A New-York, dans certains lieux, les Big Band jouent tous les lundis soir et, ce principe-là, on avait envie de le franciser… A « La Clef de Voûte » [Ndlr: “Clef de voûte” en anglais se dit “keystone”], nous avons décidé de nous produire au moins un lundi par mois. Histoire de donner l’habitude de rendez-vous réguliers à nos spectateurs. Le concept a bien pris.

A côté de ça, j’avais, avec Jon, formé le groupe « Young Blood Quintet », avec Nicolas Charlier à la batterie, Joachim Govin à la contrebasse et David Enhco à la trompette. Voilà la connexion avec David pour le « Keystone ». Et si tu rajoutes à ça que Bastien (Ballaz) venait souvent faire quelques concerts avec nous… tu as tous les ingrédients qui ont précédé la naissance de « l’Amazing Keystone Big Band».

 

M.M. : Le « Keystone » est un projet important dans ta carrière. Mais tu en as bien d’autres.

F.N. : Oui, j’ai eu la chance de pousser plusieurs portes qui m’ont amené à quelques belles collaborations, ou m’ont fait déboucher sur des albums. Comme avec le « Big Band Châlon-Bourgogne » par exemple, avec l’album « A l’arbre par la fenêtre » en 2009.

A cette même période, l’ « Inception Trio » se constitue, avec Leon Parker à la batterie, et Mattéo Bortone (qui était dans ma classe au CNSMDP). On a beaucoup tourné tous les trois ensemble… Et puis, il y a eu, un peu plus tardivement c’est vrai, quelques incartades au « Crescent ».

Une autre expérience intéressante aussi, est celle que nus avons menée avec Michel Martin, qui était le prof de contrebasse au Conservatoire de Chalon : avec Kenny, Thibaut, Romain… on avait « inventé » une fresque musicale sur l’histoire du jazz, à destination des scolaires. Une super idée qui a bien plu.

Dans ce même temps également, je rejoins Joseph Lapchine, le saxophoniste, dans un quartet, très « musiques latines » avec Merwan Djane à la basse, et Florent Guillamin à la batterie.

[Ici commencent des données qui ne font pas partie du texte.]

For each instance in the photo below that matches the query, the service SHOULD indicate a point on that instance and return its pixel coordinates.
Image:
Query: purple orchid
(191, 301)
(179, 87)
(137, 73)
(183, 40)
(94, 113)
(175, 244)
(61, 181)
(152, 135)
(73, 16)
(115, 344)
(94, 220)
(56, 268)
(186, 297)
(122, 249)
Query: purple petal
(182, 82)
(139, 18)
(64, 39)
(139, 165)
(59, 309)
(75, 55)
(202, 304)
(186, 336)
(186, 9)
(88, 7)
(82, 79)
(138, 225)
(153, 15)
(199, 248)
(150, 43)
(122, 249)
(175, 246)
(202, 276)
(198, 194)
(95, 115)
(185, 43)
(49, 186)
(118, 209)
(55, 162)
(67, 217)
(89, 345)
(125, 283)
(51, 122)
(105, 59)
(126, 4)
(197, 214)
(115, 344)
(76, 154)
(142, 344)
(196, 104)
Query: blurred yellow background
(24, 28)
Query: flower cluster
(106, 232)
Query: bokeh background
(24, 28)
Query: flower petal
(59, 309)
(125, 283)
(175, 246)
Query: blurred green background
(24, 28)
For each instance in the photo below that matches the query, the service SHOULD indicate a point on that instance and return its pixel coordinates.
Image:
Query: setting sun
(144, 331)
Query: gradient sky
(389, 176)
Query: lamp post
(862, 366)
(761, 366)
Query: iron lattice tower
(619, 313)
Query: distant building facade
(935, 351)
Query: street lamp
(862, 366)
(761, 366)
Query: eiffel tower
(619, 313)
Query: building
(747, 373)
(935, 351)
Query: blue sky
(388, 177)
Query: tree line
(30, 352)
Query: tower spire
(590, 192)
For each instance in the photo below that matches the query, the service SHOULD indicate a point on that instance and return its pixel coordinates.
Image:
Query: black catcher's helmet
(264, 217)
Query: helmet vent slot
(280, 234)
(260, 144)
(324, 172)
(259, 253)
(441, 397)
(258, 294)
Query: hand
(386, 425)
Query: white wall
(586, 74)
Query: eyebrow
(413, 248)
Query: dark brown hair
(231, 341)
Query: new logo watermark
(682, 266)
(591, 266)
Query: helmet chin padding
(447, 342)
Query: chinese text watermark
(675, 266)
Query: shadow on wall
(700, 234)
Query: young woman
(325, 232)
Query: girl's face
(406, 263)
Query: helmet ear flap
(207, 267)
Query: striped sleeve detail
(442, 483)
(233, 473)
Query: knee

Si on me demande « où te sens-tu le mieux ? », je réponds sans hésiter : dans le jazz. Le jazz, je te l’ai dit, il m’a pris à l’âge de douze ans et depuis, j’ai toujours eu envie de le porter. Tout jeune déjà, je m’amusais à « changer » des morceaux, à ma sauce. Même des morceaux de « classique ». Le jazz te donne l’opportunité d’improviser, tout le temps. Et puis… le swing, le rythme, la danse, la « pulsation »… tout ça sont des composantes essentielles dans ma vision musicale.

 

M.M. : Fred, tu as déjà un parcours impressionnant… des préférences ?

F.N. : Non. Tu aimes forcément les projets auxquels tu collabores. Le « Keystone » est (on parle bien sûr hors « Covid ») en plein boum avec, pour le moment à son actif quatre « spectacles » qui ont rencontré beaucoup de succès. Je te les rappelle, pour mémoire : « Pierre et le Loup… et le Jazz » en  2012 – à la base une commande de « Jazz à Vienne » qui obtiendra le Prix du meilleur Album de jazz français en 2013 – , « Le Carnaval Jazz des Animaux » en 2015, « Monsieur Django et Lady Swing » en 2017 et « La Voix d’Ella » en 2019

Ça a été l’occasion de travailler avec Rhoda Scott, Quincy Jones, James Carter, Cécile McLorin Salvant – qui a été une très belle rencontre, dans ma vie de musicien –  Bill Mobley aussi, et des collaborations sur des projets de Zaz ou Charles Aznavour…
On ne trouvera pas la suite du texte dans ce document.